Receiver computes digest to check data is complete, not corrupted.

CryptoKit provides the Secure Hash Algorithm 2 (SHA-2) algorithms SHA-256, SHA-384 and SHA-512. The numbers indicate the digest size. Its Insecure container provides SHA-1 (160-bit) and MD5 (128-bit) for backward compatibility with older services. SHA-2 was published by the U.S. National Institute of Standards and Technology (NIST) and is required by law for use in certain U.S. Government applications.

In the playground, scroll down to this statement:

UIImage(data: data)

In the results sidebar, click Show Result next to w 714 h 900 to see the data is an image of the one-year-old Harry Potter:

Data is baby Harry Potter image.

Data is baby Harry Potter image.

When Voldemort failed to kill Harry, he accidentally turned him into a horcrux. But Voldemort doesn’t know this. Albus Dumbledore knows, and he wants to share this secret with Harry.

First you, as Dumbledore, create a digest of this data. Add this line:

let digest = SHA256.hash(data: data)

That’s all you have to do! SHA256 produces a 256-bit digest. It’s just as easy to use one of the other two hashing algorithms — SHA384 or SHA512. And if Apple updates these to use SHA-3 instead of SHA-2, you won’t have to change your code.

Then Dumbledore sends the data and digest over a network connection to Harry. So now, as Harry, add this code to check the digests match:

let receivedDataDigest = SHA256.hash(data: data)
if digest == receivedDataDigest { 
  print("Data received == data sent.") 
}

You use the same hashing algorithm on the data then check the two digest values are equal.
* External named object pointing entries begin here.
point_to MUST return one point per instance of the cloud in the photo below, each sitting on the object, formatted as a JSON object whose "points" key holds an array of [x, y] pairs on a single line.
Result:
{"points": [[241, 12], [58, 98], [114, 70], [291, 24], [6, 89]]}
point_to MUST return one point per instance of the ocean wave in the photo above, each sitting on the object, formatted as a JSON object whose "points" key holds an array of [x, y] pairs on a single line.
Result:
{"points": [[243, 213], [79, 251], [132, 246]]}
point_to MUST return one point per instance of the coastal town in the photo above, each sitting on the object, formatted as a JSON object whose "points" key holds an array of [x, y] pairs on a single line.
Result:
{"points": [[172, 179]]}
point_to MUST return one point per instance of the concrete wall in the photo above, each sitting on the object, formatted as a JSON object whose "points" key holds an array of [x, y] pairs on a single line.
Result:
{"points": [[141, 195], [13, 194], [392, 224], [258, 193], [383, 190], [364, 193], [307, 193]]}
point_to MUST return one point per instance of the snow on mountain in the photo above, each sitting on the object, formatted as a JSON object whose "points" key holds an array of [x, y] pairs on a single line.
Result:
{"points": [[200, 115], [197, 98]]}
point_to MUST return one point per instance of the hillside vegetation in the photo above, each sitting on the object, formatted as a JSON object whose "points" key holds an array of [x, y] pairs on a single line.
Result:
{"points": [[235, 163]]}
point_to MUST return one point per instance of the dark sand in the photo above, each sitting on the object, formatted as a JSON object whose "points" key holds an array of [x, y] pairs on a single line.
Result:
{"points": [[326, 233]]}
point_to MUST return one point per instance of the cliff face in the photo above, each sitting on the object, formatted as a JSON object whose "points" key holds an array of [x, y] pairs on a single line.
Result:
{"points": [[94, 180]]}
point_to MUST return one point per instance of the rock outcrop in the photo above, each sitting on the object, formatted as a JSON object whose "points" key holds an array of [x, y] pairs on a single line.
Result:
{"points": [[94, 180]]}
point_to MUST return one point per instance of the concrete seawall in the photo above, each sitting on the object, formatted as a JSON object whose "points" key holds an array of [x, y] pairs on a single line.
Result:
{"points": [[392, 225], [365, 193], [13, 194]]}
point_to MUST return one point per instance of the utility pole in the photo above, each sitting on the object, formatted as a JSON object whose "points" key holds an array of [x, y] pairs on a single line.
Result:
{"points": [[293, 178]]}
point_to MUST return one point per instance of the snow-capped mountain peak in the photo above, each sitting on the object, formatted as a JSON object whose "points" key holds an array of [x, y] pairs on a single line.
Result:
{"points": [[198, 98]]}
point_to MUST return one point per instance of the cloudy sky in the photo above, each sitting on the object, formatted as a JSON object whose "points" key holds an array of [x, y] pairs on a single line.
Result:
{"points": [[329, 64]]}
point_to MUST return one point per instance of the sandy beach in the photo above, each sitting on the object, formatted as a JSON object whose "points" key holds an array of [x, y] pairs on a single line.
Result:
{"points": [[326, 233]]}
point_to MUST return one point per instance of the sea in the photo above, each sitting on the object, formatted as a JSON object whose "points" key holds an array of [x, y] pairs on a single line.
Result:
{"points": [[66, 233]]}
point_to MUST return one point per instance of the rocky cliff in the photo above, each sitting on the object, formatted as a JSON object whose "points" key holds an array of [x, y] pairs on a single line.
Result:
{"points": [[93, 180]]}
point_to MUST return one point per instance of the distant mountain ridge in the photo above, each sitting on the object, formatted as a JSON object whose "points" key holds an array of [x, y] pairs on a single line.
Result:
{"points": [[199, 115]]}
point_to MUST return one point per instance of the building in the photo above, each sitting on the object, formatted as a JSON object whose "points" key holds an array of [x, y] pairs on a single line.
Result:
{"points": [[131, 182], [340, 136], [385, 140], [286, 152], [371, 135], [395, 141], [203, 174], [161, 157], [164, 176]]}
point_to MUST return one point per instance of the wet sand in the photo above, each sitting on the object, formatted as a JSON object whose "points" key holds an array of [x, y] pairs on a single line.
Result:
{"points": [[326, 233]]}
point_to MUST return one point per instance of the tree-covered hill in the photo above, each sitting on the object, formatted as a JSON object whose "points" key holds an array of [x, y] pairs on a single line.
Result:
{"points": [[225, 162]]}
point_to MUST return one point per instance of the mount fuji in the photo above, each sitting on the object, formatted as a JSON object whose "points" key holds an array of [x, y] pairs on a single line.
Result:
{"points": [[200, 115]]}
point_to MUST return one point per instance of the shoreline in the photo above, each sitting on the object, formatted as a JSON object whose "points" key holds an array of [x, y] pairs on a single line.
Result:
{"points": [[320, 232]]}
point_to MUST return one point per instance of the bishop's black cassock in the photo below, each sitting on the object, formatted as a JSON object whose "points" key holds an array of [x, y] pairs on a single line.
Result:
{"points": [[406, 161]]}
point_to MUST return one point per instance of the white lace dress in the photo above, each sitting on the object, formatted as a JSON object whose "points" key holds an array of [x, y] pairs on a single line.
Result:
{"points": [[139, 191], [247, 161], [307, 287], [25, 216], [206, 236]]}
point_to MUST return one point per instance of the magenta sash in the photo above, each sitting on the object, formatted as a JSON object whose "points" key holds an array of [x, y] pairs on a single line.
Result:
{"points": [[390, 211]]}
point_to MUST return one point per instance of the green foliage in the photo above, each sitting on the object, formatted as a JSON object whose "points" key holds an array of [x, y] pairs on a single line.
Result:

Run the playground. The message prints. Not surprising, as data had no opportunity to become corrupted.

Now click the Show Result button next to receivedDataDigest to get a good look at the digest:

CryptoKit SHA256 digest of data

CryptoKit SHA256 digest of data

It’s a tuple. Not very readable.

Type this line to show its description instead:

String(describing: digest)
Note: Apple’s documentation discourages calling .description directly.

Run the playground. Click Show Result:

String description of CryptoKit digest

String description of CryptoKit digest

The digest description contains a String. This is more human-readable and looks like a Git hash value, but twice as long. It’s also much much much longer than the Hasher hash value.

Finally, to see how a small change in data produces a completely different digest, make a very small change to one of the two identical lines of code. For example:

String(describing: SHA256.hash(data: "Harry is a horcrux".data(using: .utf8)!))
String(describing: SHA256.hash(data: "Harry's a horcrux".data(using: .utf8)!))

Run the playground. Click Show Result for both lines:

CryptoKit digests of almost-identical data are very different.

CryptoKit digests of almost-identical data are very different.

Notice you’re getting exactly the same hash values I did.